FECL 32 (March 1995):


In an effort to cope with increasing street delinquency, the Gendarmerie in some Belgian towns is "pro-actively" registering and filming non-suspect youths, as recent cases have revealed.

In last December, the Gendarmerie carried out a vast operation of identity checks at a square in Brussels frequented by many youths. Twenty seven youths were brought to the Gendarmerie station. The Gendarmerie took photographs of all the youths and registered their particulars.

None of the youths had, however, committed any offence. The operation of the Gendarmerie had been ordered by the Royal Prosecutor of Brussels following a series of assaults in the area. The Prosecutor later admitted that he had ordered the operation within the scope of "pro-active" or "preventive" search of delinquents, but that there was nothing illegal about such proceedings.

The proceedings of the police angered social workers in the district who in particular wanted to know, why pictures had been taken of the youths. One social worker was told by the Gendarmerie that this was done in order to set up a photo-album to be shown to victims of aggression.

Youths complain that the gendarmerie has conducted similar operations at other occasions. Each time the youths concerned were told that the objective was to set up a "register".
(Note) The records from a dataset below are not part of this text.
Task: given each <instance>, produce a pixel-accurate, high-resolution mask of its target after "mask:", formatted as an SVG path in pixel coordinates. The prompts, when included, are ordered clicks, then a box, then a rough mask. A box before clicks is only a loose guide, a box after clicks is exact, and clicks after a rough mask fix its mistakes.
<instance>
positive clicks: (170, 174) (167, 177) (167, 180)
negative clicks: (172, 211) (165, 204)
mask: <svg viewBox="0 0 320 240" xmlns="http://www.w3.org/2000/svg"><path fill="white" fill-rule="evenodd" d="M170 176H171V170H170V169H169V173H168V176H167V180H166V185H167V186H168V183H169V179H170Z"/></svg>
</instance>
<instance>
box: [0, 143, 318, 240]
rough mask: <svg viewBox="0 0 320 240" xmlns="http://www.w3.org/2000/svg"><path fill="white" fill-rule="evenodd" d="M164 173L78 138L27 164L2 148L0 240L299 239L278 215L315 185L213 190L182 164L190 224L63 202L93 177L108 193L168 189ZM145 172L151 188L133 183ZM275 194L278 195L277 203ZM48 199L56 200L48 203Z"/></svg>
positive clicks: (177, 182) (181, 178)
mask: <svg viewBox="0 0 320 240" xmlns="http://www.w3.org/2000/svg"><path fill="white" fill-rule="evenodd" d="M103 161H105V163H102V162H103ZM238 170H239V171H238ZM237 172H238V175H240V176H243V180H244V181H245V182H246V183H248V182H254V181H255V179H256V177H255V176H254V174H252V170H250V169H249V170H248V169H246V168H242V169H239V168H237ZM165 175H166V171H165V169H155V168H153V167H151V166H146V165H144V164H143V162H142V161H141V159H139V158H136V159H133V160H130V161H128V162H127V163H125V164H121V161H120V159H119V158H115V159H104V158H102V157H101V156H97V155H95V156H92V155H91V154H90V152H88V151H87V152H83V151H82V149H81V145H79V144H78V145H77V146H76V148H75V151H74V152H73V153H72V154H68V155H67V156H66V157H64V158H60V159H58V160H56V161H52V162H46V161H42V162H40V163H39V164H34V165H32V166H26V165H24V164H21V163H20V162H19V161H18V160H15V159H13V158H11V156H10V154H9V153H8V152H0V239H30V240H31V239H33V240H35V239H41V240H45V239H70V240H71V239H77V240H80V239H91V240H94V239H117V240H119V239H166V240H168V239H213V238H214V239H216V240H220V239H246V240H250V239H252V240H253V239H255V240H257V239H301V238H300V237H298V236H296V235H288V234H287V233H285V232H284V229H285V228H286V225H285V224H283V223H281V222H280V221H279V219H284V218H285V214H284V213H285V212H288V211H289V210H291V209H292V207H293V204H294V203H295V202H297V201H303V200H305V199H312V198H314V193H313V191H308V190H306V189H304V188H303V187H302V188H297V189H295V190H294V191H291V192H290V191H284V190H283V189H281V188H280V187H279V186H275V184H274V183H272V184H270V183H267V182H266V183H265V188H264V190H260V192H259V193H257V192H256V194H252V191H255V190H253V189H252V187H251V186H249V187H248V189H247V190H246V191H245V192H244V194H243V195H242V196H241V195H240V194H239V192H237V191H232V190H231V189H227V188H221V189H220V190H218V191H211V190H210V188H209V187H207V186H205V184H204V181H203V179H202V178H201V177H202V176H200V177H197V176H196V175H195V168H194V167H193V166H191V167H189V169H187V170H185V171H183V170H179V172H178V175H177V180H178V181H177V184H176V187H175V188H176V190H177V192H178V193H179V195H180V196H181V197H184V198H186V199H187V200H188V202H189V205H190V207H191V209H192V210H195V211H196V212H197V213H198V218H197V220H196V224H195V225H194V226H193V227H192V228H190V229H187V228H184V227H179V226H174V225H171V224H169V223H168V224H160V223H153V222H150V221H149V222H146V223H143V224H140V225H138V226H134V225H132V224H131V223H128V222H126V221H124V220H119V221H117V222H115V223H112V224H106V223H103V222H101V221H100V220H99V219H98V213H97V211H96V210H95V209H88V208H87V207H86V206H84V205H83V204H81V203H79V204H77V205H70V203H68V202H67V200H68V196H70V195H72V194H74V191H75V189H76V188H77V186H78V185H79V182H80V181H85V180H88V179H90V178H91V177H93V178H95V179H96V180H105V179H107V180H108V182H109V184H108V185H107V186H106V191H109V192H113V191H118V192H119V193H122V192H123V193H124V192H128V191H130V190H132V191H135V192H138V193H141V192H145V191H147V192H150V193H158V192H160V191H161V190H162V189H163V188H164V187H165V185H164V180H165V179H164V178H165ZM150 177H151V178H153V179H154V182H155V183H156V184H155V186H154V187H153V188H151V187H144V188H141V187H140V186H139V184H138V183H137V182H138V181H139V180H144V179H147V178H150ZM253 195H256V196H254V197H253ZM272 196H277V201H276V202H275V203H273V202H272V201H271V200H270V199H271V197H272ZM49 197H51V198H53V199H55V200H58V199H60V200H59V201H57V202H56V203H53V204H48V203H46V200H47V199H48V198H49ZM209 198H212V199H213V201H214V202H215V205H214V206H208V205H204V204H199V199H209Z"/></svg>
Legal experts of the Belgian League of Human Rights question the legality of such operations, and in particular, of taking pictures of non-suspects. The League suspects that police, supported by certain local prosecutors, are "setting up special registers without authorization".

The president of the Public Commission for the Respect of Privacy says that questions arise about "preventive" registers set up by police forces. The same can be said about increasingly widespread video surveillance of public places. For the time being, no regulations exist in this area.